Fig. 7. Activation of the G_i-cascade in pyramidal cells of the ACC reduces premature responding in a pharmacological model of impulsivity.

a Transfection of the ACC with a CamKIIα-hM4Di-mCherry vector (red) shown in different slices along the AP-axis (as indicated); scale bar, 1 mm. b Premature responding and c attentional accuracy in Tacr1-knockouts (KO, grey) and littermate wildtype controls (WT, black) in impulsivity-promoting challenges, as indicated: variable ITI (vITI), combined reduction of stimulus duration (1 s) and fixed-duration increase of ITI (7 s), and fixed ITI increase (9 s fITI). Note that only 15 WT participated in the vITI and combined challenge, only 25 KO participated in vITI and 9s-fITI challenge. d, e Premature responding and accuracy after injection of vehicle (V) or CNO (C) (d), and double-injections of Ro/Veh (V) or Ro/CNO (C) as indicated (f) during the vITI protocol in KO (brown), WT (black), or KO with hM4Di-transfection in the ACC (Rescue, green).

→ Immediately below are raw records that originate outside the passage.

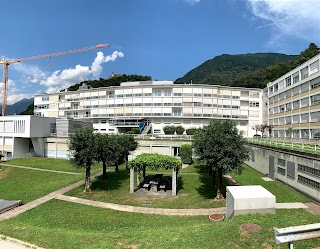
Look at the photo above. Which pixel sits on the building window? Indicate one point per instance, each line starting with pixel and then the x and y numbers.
pixel 304 133
pixel 295 77
pixel 167 92
pixel 314 67
pixel 315 99
pixel 157 93
pixel 304 118
pixel 304 102
pixel 315 116
pixel 304 73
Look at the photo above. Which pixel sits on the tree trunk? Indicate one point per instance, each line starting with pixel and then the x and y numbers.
pixel 104 171
pixel 117 168
pixel 87 185
pixel 219 187
pixel 214 177
pixel 126 161
pixel 210 170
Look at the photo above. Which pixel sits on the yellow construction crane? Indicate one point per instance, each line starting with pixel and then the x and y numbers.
pixel 6 64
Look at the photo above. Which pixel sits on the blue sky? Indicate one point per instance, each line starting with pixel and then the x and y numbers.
pixel 161 38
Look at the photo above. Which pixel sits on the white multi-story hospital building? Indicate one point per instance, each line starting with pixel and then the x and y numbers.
pixel 153 105
pixel 294 102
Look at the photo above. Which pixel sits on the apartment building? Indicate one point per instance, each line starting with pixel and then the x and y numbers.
pixel 294 102
pixel 151 105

Coloured asterisks indicate significant paired post-hoc comparisons (Sidak) within the indicated group; black asterisks on horizontal lines indicate significant within-drug difference between rescue and control groups (Sidak). Note that in e, premature responses, there is also a significant drug-group interaction and effect of group in overall RM-ANOVA, and a significantly lower impulsivity in both KO groups compared to WT under Ro/vehicle condition (Sidak), not indicated. f CNO-induced changes in the 5-CSRTT Ro-challenge measured as log₁₀-transform of the within-subject ratio (value after CNO/value after vehicle) for relevant behavioural performance parameters on the 5-CSRTT are shown for the three groups as indicated in the legend; asterisks indicate one-sample t-test against 0. See Supplementary Tables 3, and 15, 16 for reasons for varying N-numbers across experiments, statistics, and absolute numbers of responses. N-numbers stated in each panel. Doses of 10 mg/kg CNO were used throughout. *P < 0.05; **P < 0.01; ***P ≤ 0.001; error bars, C.I.; individual dots or dot-lines represent subjects.